Design a Realtime Voice AI Agent

Build a full-duplex voice agent that answers PSTN and WebRTC calls with sub-800ms voice-to-voice latency — covering the cascade pipeline (STT→LLM→TTS), turn detection, barge-in, telephony transport, and scaling to thousands of simultaneous calls.

33 min read2026-06-25Ironclad Academy

#interview #ai #llm #agents #realtime #voice

// DEPTH

the full breakdown — requirements, capacity, evolution, trade-offs

The problem

When Sierra launched its voice AI for enterprise customer service in 2024, it discovered the same thing every team building voice agents discovers: the LLM is not the bottleneck. The model is fast enough. The bottleneck is the fifteen other decisions between the user finishing a sentence and audio playing out of their earpiece — and almost all of them default to the wrong value.

A voice agent is fundamentally a real-time media system that happens to have a language model in the middle. Unlike a chat interface where 2–3 seconds of response time is acceptable, voice conversation works on human speech rhythm. Once the gap between a user finishing their sentence and hearing a response exceeds roughly 800ms, users perceive the system as broken. At 1.2s they start speaking over the agent. At 1.5s+ the conversation loses coherence entirely. Hamming AI analyzed 4 million production voice calls and found that the industry median is 1.4–1.7s at P50 — well outside the acceptable window — with P95 at 4.3–5.4s.

The gap between achievable (520ms best-case cascade) and typical (1.4s median) is entirely engineering. This article is about closing that gap.

For agent tool-calling and durable orchestration, see Design an AI Agent Platform.
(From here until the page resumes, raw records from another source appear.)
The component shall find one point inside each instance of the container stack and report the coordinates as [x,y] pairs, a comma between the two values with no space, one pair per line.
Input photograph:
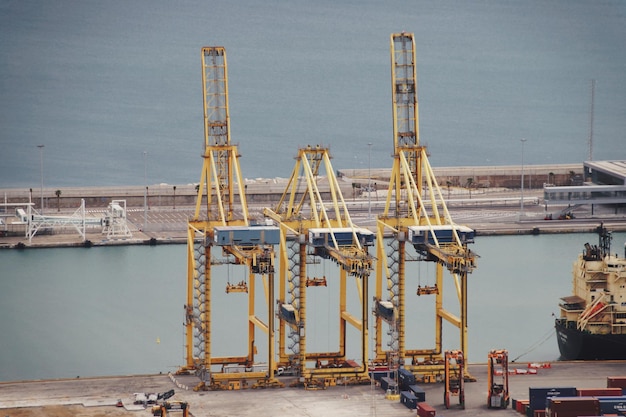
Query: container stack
[572,402]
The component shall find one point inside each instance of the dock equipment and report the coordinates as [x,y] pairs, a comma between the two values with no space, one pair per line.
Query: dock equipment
[454,377]
[415,214]
[498,379]
[217,226]
[308,230]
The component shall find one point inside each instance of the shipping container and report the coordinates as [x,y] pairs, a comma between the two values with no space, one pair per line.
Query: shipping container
[538,395]
[418,392]
[572,406]
[613,405]
[599,392]
[425,410]
[521,406]
[378,375]
[408,399]
[405,379]
[387,383]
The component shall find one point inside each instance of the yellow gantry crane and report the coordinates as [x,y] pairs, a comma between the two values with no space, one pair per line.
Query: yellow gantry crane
[416,215]
[216,225]
[312,228]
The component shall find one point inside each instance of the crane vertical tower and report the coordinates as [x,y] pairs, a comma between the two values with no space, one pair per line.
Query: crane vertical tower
[215,225]
[308,229]
[432,233]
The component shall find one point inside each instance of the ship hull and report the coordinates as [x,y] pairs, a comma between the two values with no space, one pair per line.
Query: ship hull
[577,345]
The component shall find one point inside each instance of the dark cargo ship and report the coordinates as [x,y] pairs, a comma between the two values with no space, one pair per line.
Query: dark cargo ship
[592,323]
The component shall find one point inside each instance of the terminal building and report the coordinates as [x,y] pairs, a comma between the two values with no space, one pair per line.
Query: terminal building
[604,183]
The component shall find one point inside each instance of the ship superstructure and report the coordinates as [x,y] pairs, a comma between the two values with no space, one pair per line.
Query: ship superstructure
[592,323]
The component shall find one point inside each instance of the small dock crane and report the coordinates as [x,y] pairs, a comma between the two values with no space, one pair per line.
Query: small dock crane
[453,377]
[498,379]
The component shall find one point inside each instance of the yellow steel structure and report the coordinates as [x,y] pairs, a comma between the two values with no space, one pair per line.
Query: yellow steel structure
[220,191]
[301,215]
[406,207]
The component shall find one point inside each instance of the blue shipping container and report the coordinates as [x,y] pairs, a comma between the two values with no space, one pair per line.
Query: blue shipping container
[539,396]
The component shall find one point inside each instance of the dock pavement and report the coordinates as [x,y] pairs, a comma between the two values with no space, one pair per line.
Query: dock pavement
[489,211]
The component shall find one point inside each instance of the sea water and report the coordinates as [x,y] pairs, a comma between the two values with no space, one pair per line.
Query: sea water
[98,84]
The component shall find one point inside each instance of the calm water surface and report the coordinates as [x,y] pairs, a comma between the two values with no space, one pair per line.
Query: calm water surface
[119,310]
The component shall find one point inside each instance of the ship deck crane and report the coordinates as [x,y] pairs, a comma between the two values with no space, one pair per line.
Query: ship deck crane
[308,229]
[498,379]
[433,234]
[216,225]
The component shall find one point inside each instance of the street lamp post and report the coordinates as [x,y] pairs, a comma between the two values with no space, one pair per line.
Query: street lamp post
[522,185]
[145,194]
[369,182]
[41,171]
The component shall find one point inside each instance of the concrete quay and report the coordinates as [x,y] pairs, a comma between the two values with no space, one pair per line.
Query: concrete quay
[98,396]
[489,211]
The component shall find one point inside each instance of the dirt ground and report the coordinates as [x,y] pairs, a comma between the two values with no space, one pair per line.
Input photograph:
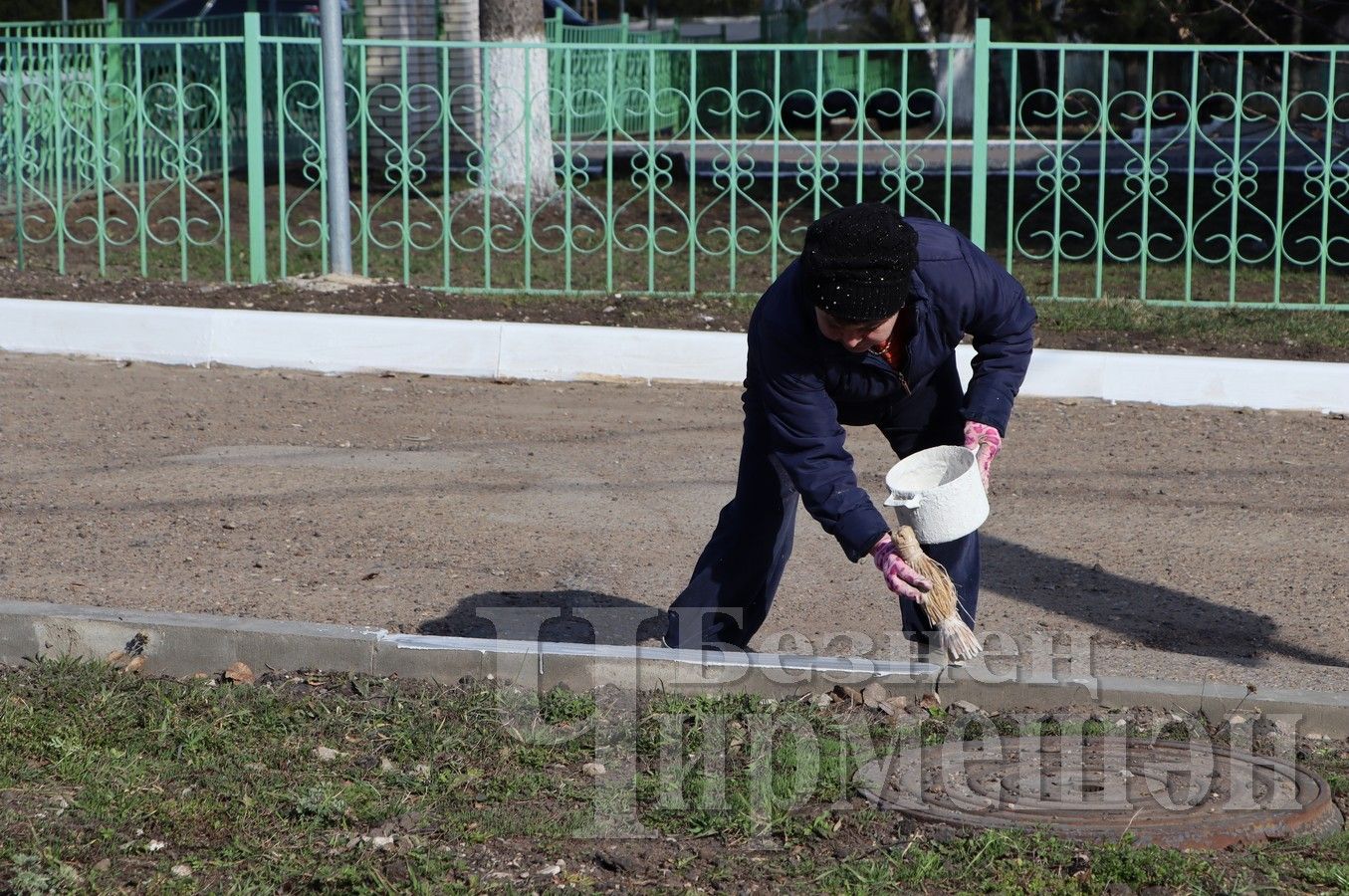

This article focuses on the voice-specific layers: the media pipeline, latency budget, turn detection, barge-in, and telephony integration.

Functional requirements

Accept inbound phone calls (PSTN via SIP) and WebRTC connections from browser/app clients.
Transcribe user speech in real time and detect end-of-turn accurately.
Generate a voice response within 800ms of end-of-speech at P50, under 1.2s at P95.
Stop speaking immediately when the user interrupts (barge-in).
Execute tool calls mid-conversation — CRM lookup, calendar booking, database query, RAG retrieval — and incorporate results into the response.
Maintain per-call conversation state across an arbitrary number of turns.
Escalate to a human agent when triggered; pass a structured handoff packet so the human doesn't ask the caller to repeat themselves.
Store transcripts, timing data, and structured events for analytics, QA, compliance, and fine-tuning.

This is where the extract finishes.